Gladys M.Francis : Du coup, qui ça impacte encore ? Les étudiantes(tes) issues des minorités. Je peux parler de manière tangible. Très récemment, j’étais dans un événement en Guadeloupe dans le cadre des commémorations de l’abolition de l’esclavage. Je rencontre durant cette journée, un jeune guadeloupéen de dix-sept ans, fabuleux danseur. Il a été sélectionné pour intégrer la troupe Alvin Ailey qui est une référence mondiale dans les danses afroaméricaine, les danses noires et même la danse tout court à New-York. Il me dit donc comme les visas sont gelés, il ne peut pas partir. Son cas est celui de pleins d’étudiants internationaux. Ils sont bloqués. C’était déjà dur lors du premier mandat. Des communautés étaient principalement visées par ces politiques comme les Haïtiens ou les étudiants du Nigéria. C’était difficile de les faire entrer pour leurs études. Aujourd’hui, c’est multiplié à l’extrême.

Que diriez-vous à un étudiant Guadeloupéen qui rêve aujourd’hui d’étudier aux États-Unis ?
Gladys M. Francis : Je leurs dis souvent que si c’est l’ailleurs qui les attire ou qu’ils sont obligés de partir car on n’a pas tellement le choix, il faut être ancrer. Il faut savoir qui nous sommes pour ne pas se perdre. Puis, il ne faut pas s’imaginer que la vie est forcément mieux que chez nous. Les problématiques que je rencontre en Guadeloupe sont les mêmes aux Etats-Unis. Pour moi, en Guadeloupe, nous sommes en pays dominé. Qu’est-ce qu’être en pays dominé ? C’est résister et être en marronage tout le temps. C’est user de stratégies de survie, avec la vie chère il en faut. Sans oublier les problèmes systémiques que l’on voit en Guadeloupe, je les retrouve aux Etats-Unis. J’aimerais surtout leur dire de toujours savoir qu’ils sont, de ne pas lâcher la Guadeloupe. Quand je reviens, ce n’est pas pour des vacances. Je travaille. Je n’ai même pas le temps de prendre un bain de mer. Il faut donc penser à notre territoire.

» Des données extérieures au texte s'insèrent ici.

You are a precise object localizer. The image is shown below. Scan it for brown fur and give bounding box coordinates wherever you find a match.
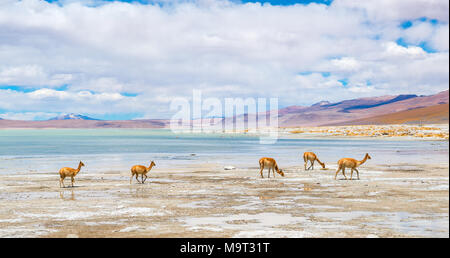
[334,153,371,180]
[130,161,156,184]
[259,157,284,178]
[59,161,84,187]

D’accord, où pouvons-vous suivre votre actualité ? Êtes-vous présents sur les réseaux sociaux ?
Gladys M.Francis : Alors, oui. En revanche, je suis très Linkedin..
On voit la professionnelle que vous êtes.
Gladys M.Francis : (rires) Je vais très bientôt quitter X. Je suis comme je le disais, sur Linkedin. Très bientôt, d’ici quelques mois, je vais lancer ma propre plateforme.
Une plateforme qui consiste à quoi ?
Gladys M.Francis : Ce sera plus qu’un site internet. Elle sera dédiée aux jeunes entrepreneurs qui veulent faire du réseautage. Ainsi que pour les jeunes qui souhaitent repenser leur formation. J’ai fait une coopération avec des institutions comme l’Université des Antilles et Atlanta ou avec Howard. Une fois bien installer en Californie, je vais faire les mêmes choses comme créer de nouvelles conventions et de nouveaux partenariats entre la Guadeloupe et Sacramento. Cette plateforme elle servira à permettre une collaboration plus évidente entre entrepreneurs. Il y aura des masterclass internationales. Tout cela sera faisable depuis cette plateforme.
D’accord, merci beaucoup Gladys M.Francis de votre venue sur The Link Fwi.
Gladys M.Francis : C’est moi qui vous remercie.